Pham African Kitchen is a home-based business in Jurong West. | PHOTOS: ANNETTE TAN
Sometime last year, the word “fufu” entered my vocabulary when British actor Idris Elba appeared in a video inviting people to bid on a date night with him for charity. “We can order whatever your heart desires,” he drawled in his deep, buttery accent. “Pepper soup and fufu. That’s an African dish where you pound the yams. And you know what? I’ll let you pound my yams,” he whispers.
I have been thinking about fufu ever since.
Fast forward a year and fufu finally appears on my Instagram feed. A home-based business out in Jurong West called Pham African Kitchen had started dishing out exotic-sounding food with traditional sides like fufu and fried plantains, and I was here for it.
I punched in my order for the egusi soup with fufu and chicken stew with rice and fried plantains. They were so delicious, I ordered the ewa agoyin (bean stew) and seafood okra soup two days later.
By this time, my food-writer brain had burning questions about those dishes. Which part of Africa are they from? What are the histories behind them? What type of chillies do they use to impart this damn-shiok heat?
Who better to ask than the people who made the food, right? Except, when contacted, they declined my questions the good old-fashioned way: With blue-ticking. Why liddat, Pham?
Happily, my editor agreed we should write about the food anyway. After all, it’s not every day you get to eat home-cooked African food in Singapore, amirite? So, first things first: Fufu.

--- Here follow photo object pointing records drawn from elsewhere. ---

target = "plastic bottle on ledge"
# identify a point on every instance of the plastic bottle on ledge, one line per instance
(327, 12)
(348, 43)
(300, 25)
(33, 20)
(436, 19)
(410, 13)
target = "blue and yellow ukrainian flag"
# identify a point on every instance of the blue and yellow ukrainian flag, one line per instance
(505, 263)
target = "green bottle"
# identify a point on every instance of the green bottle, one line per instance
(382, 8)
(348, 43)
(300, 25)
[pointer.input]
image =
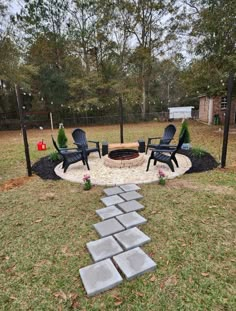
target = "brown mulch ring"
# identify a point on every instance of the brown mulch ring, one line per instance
(14, 182)
(45, 167)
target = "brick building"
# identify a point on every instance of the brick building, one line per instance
(212, 109)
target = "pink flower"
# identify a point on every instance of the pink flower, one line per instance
(161, 173)
(86, 178)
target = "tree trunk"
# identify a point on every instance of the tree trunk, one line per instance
(227, 118)
(144, 108)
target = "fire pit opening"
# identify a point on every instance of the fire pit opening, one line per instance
(123, 154)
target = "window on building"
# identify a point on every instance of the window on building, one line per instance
(223, 103)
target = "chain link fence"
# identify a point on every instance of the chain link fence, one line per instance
(10, 121)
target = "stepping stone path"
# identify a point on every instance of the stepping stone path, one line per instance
(118, 251)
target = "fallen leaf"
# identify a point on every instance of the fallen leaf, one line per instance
(205, 274)
(172, 280)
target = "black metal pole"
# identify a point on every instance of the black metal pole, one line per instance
(23, 129)
(227, 118)
(121, 120)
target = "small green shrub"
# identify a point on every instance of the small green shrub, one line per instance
(198, 152)
(54, 156)
(185, 127)
(61, 137)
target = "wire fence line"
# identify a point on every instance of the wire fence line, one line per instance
(10, 120)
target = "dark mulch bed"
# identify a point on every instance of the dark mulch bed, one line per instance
(45, 167)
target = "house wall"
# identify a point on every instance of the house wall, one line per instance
(204, 109)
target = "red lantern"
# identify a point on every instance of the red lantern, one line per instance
(41, 145)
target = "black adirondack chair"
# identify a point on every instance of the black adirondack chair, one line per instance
(161, 154)
(168, 135)
(71, 155)
(80, 140)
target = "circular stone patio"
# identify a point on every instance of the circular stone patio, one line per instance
(103, 175)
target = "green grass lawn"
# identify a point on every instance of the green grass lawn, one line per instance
(45, 225)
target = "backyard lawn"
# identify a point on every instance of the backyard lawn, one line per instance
(45, 225)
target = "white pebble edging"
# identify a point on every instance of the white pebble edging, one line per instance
(103, 175)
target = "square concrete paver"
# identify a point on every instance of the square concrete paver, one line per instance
(108, 227)
(130, 206)
(108, 212)
(113, 190)
(131, 195)
(134, 263)
(104, 248)
(130, 220)
(99, 277)
(112, 200)
(132, 238)
(130, 187)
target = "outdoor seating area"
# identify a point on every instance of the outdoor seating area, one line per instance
(103, 175)
(120, 165)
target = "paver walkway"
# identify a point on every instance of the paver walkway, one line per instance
(118, 250)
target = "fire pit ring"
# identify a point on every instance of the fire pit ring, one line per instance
(123, 154)
(120, 158)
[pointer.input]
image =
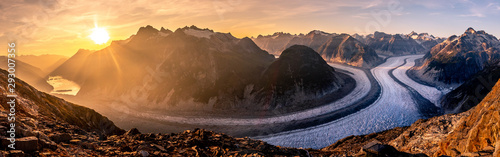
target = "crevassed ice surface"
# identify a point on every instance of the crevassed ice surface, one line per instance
(63, 86)
(393, 108)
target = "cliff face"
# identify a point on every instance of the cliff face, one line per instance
(472, 133)
(299, 74)
(346, 49)
(459, 57)
(33, 103)
(479, 131)
(394, 44)
(472, 91)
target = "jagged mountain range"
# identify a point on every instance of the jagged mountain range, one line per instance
(457, 58)
(188, 69)
(332, 47)
(359, 45)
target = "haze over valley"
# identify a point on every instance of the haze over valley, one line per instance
(368, 79)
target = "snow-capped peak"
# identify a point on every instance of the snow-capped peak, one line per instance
(200, 33)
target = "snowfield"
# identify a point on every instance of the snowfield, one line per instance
(362, 88)
(395, 107)
(430, 93)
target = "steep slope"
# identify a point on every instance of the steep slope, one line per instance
(190, 69)
(388, 44)
(472, 91)
(459, 57)
(471, 133)
(274, 44)
(35, 104)
(299, 74)
(346, 49)
(424, 39)
(479, 131)
(313, 39)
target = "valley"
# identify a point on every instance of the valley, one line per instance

(Clockwise from top) Egusi soup, fried plantains and fufu | PHOTO: ANNETTE TAN
No need to pound
In the absence of information from the people who made my maiden fufu, I could only turn to one irrefutably reliable source: Google. Here’s what I found: According to the New York Times, fufu is a staple in Nigeria, where it is made from crushed and fermented cassava; and Ghana, where it is made with a combination of starchy ingredients like cassava and green plantains. Traditionally formed by pounding the ingredients to a sticky mush, fufu is now commonly made by cooking the finely milled flours of these roots or tubers in hot water over a stove.
Pham’s fufu came as a large mochi-like orb wrapped in clingfilm. It tasted like a mix of pounded rice and tapioca – plain, comforting, and a great canvas for tasty dishes with plenty of gravy.
Did you know: Fufu is meant to be swallowed in small morsels, not chewed. | PHOTO: ANNETTE TAN
Fufu is meant to be eaten communally and with clean hands. Customarily, every diner pinches off a piece of fufu and rolls it into a small ball before making an indentation with their thumb to form something like an abacus seed. This is then used to ferry a bit of stew or sauce to mouth. Fufu isn’t meant to be chewed. Part of a food group called “swallows” in Africa, you are meant to simply swallow small morsels which helps maintain the feeling of fullness throughout the day. I instinctively chewed my fufu and I am happy to report that I was still full throughout the day.
The egusi stew, which Pham makes using chicken as the star protein, is exactly the type of robustly flavoured dish that begs for a bit of fufu. The staple West African soup takes its name from the seeds of sundried egusi melons that flavour and thicken the broth. It had a lovely rounded saltiness from some sort of smoked dried fish. Imagine minced giam her in a thick, very spicy chicken stew. Shiok!
The hints of paprika in Pham’s chicken stew gave it subtle sweetness. | PHOTO: ANNETTE TAN
Meanwhile, Pham’s chicken stew is probably a Nigerian version made with tomatoes, bell peppers, onions and garlic. There were hints of paprika that gave it subtle sweetness. This dish came with steamed white rice and fried plantains. Undeniable comfort food.
Stewed beans with sauce on the side – that’s what ewa agoyin is, essentially. | PHOTO: ANNETTE TAN
Ewa agoyin is a popular street food in Nigeria and great for anyone who likes a dose of ultra-spicy sambal. Ewa is the Yoruba term for beans while agoyin is a potent sauce made from various peppers and the dried seeds of red chillies. Essentially, it is a dish of stewed beans with sauce on the side. Pham’s version came with two pieces of fried fish (mackerel, I think) that imparted a slightly (not unpleasant) fishy flavour. The sweetness of the accompanying fried plantains helped cut through some of that fiery spice.
Pham’s seafood okro is like a rich seafood stew with the subtle sweetness of shellfish. | PHOTO: ANNETTE TAN
The seafood okro soup took the most getting used to. Much like gumbo, it is made and thickened with lots of ladies fingers, which means it is one slimy concoction. The flavours were nice, like a rich seafood stew with the subtle sweetness of shellfish. Pham’s seafood okro soup came with a prawn and two pieces of the same fish in the ewa agoyin.
I’d love to try the other dishes on the rotating menu sometime, like the oxtail pepper soup, jollof rice and bitterleaf soup. So, Pham, if you’re reading this, please don’t ignore my order on Whatsapp, k?